War Horse (PG-13) Steven Spielberg’s uneven, overlong adaptation of Michael Morpurgo’s book was inspired by the recent stage version but in no way mimics it. Instead, Spielberg films this story (about a rambunctious horse that survives World War I after passing through the hands of various owners on both sides) in an earnest, unironically epic manner. The film sports good performances and one remarkable scene between a British soldier and a German soldier working together in no man’s land to free the horse from barbed wire. Yet these bits don’t come often enough to build up any momentum. Both Spielberg and other filmmakers have been to this territory before, and they’ve done it better. Starring Jeremy Irvine, Emily Watson, Peter Mullan, David Thewlis, Niels Arestrup, Tom Hiddleston, Benedict Cumberbatch, Celine Buckens, Toby Kebbell, Geoff Bell, David Kross, Rainer Bock, Robert Emms, Hinnerk Schönemann, and Eddie Marsan.

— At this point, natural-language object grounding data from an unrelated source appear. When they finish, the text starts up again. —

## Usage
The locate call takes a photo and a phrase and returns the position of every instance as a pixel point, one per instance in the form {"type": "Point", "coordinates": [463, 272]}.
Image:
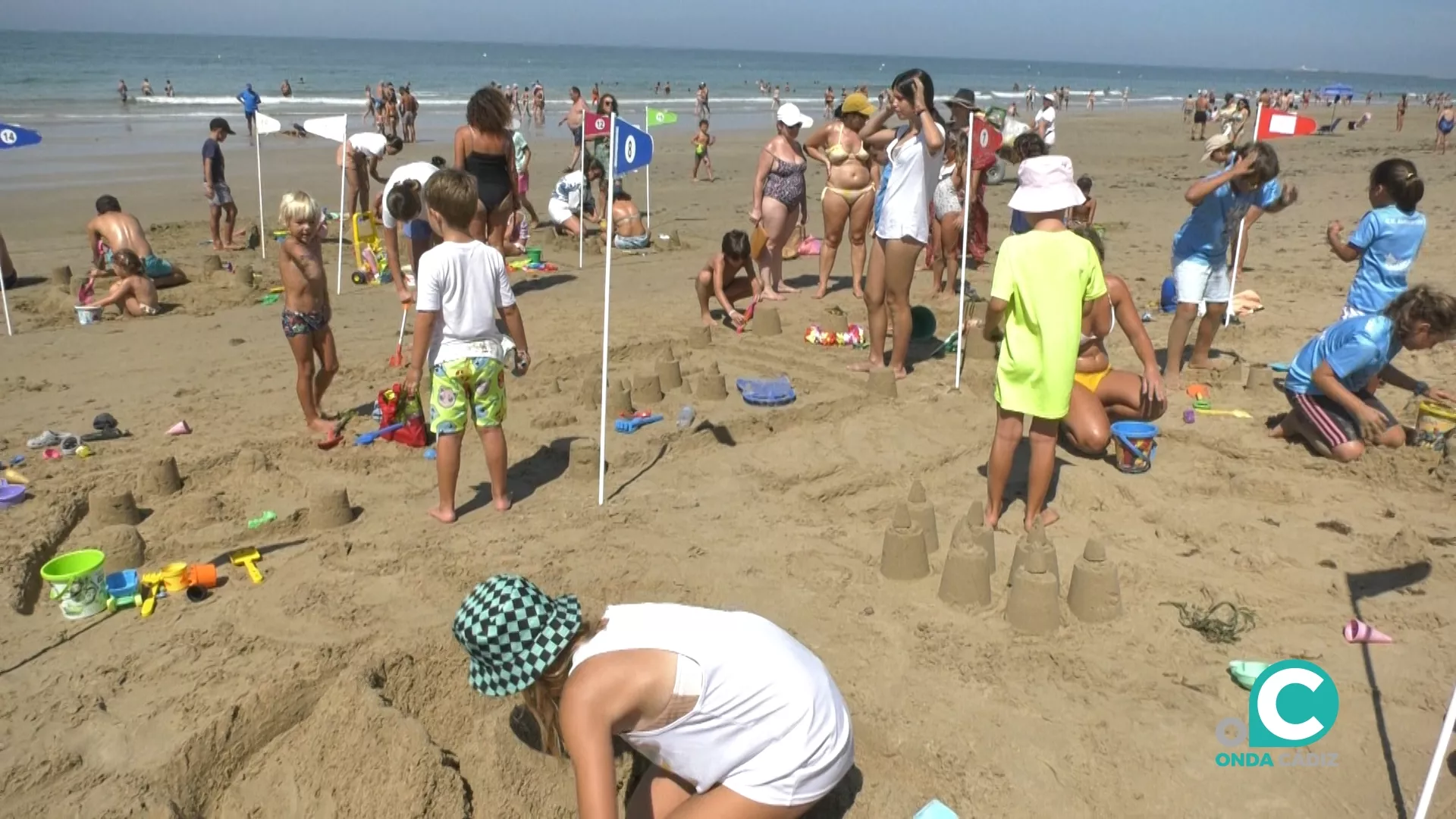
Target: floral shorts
{"type": "Point", "coordinates": [466, 387]}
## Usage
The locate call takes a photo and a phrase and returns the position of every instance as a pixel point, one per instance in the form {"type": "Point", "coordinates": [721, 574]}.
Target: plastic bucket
{"type": "Point", "coordinates": [77, 582]}
{"type": "Point", "coordinates": [1134, 445]}
{"type": "Point", "coordinates": [1433, 423]}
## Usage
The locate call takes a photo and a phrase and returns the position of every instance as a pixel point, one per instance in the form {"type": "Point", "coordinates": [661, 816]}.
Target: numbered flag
{"type": "Point", "coordinates": [596, 126]}
{"type": "Point", "coordinates": [15, 136]}
{"type": "Point", "coordinates": [634, 148]}
{"type": "Point", "coordinates": [658, 117]}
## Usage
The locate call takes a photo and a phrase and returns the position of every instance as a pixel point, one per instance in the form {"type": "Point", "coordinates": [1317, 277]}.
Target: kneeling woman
{"type": "Point", "coordinates": [1100, 394]}
{"type": "Point", "coordinates": [739, 719]}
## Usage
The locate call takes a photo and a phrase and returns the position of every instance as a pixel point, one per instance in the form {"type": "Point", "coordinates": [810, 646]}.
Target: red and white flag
{"type": "Point", "coordinates": [1274, 124]}
{"type": "Point", "coordinates": [596, 126]}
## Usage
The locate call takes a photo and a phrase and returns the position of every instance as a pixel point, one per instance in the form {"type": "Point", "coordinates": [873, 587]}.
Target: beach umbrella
{"type": "Point", "coordinates": [262, 124]}
{"type": "Point", "coordinates": [334, 129]}
{"type": "Point", "coordinates": [14, 136]}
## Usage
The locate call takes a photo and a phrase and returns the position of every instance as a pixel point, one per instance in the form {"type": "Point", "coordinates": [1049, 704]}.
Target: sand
{"type": "Point", "coordinates": [334, 689]}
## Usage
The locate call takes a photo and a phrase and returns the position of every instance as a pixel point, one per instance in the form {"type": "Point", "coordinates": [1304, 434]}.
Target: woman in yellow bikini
{"type": "Point", "coordinates": [1100, 394]}
{"type": "Point", "coordinates": [848, 199]}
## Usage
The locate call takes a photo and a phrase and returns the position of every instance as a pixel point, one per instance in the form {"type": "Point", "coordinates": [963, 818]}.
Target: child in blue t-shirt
{"type": "Point", "coordinates": [1201, 248]}
{"type": "Point", "coordinates": [1329, 382]}
{"type": "Point", "coordinates": [1386, 241]}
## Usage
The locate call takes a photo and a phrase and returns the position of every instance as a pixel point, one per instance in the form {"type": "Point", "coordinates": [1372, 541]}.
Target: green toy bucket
{"type": "Point", "coordinates": [922, 322]}
{"type": "Point", "coordinates": [77, 582]}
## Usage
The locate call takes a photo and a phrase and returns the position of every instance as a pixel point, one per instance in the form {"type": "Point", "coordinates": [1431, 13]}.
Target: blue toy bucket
{"type": "Point", "coordinates": [1136, 444]}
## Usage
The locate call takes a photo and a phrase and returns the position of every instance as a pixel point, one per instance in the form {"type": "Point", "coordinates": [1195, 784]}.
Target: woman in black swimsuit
{"type": "Point", "coordinates": [484, 150]}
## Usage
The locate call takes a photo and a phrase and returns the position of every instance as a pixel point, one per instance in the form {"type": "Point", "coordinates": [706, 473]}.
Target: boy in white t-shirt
{"type": "Point", "coordinates": [460, 287]}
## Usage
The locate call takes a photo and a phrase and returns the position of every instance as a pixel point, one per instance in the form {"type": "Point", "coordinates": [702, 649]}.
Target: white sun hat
{"type": "Point", "coordinates": [791, 115]}
{"type": "Point", "coordinates": [1046, 186]}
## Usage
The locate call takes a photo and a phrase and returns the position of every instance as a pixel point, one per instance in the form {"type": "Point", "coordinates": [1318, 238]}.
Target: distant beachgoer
{"type": "Point", "coordinates": [133, 293]}
{"type": "Point", "coordinates": [780, 196]}
{"type": "Point", "coordinates": [112, 231]}
{"type": "Point", "coordinates": [573, 120]}
{"type": "Point", "coordinates": [484, 148]}
{"type": "Point", "coordinates": [215, 184]}
{"type": "Point", "coordinates": [251, 101]}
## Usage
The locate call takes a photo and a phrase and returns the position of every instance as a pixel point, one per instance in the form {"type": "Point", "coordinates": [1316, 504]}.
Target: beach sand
{"type": "Point", "coordinates": [335, 689]}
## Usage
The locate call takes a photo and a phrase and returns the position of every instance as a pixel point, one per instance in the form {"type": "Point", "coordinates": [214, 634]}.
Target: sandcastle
{"type": "Point", "coordinates": [162, 479]}
{"type": "Point", "coordinates": [1095, 595]}
{"type": "Point", "coordinates": [711, 384]}
{"type": "Point", "coordinates": [647, 391]}
{"type": "Point", "coordinates": [903, 556]}
{"type": "Point", "coordinates": [766, 321]}
{"type": "Point", "coordinates": [924, 513]}
{"type": "Point", "coordinates": [1033, 607]}
{"type": "Point", "coordinates": [883, 384]}
{"type": "Point", "coordinates": [107, 509]}
{"type": "Point", "coordinates": [331, 509]}
{"type": "Point", "coordinates": [970, 561]}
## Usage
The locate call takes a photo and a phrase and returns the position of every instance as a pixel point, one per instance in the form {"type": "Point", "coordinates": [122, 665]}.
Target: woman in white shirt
{"type": "Point", "coordinates": [902, 212]}
{"type": "Point", "coordinates": [739, 719]}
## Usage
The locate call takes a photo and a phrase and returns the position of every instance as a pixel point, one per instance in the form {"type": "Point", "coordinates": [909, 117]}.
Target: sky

We Bought a Zoo (PG) By the standards of PG-rated movies about animals, this is sharply written and engages some unexpectedly thorny issues in a grown-up way. By the standards of Cameron Crowe movies, this falls flat. Adapted from Benjamin Mee’s memoir, this dramedy stars Matt Damon as a widowed journalist who moves his two kids into a house attached to a run-down zoo. The movie’s treatment of bereavement isn’t nearly as good as The Descendants’ and a couple of forceful scenes near the end (one involving Scarlett Johansson as a zookeeper arguing that an aged lion needs to be put down) only show what the rest of the movie is lacking. Crowe is still flailing for direction. Also with Thomas Haden Church, Colin Ford, Maggie Elizabeth Jones, Angus Macfadyen, Patrick Fugit, John Michael Higgins, J.B. Smoove, Carla Gallo, Peter Riegert, Stephanie Szostak, and Elle Fanning.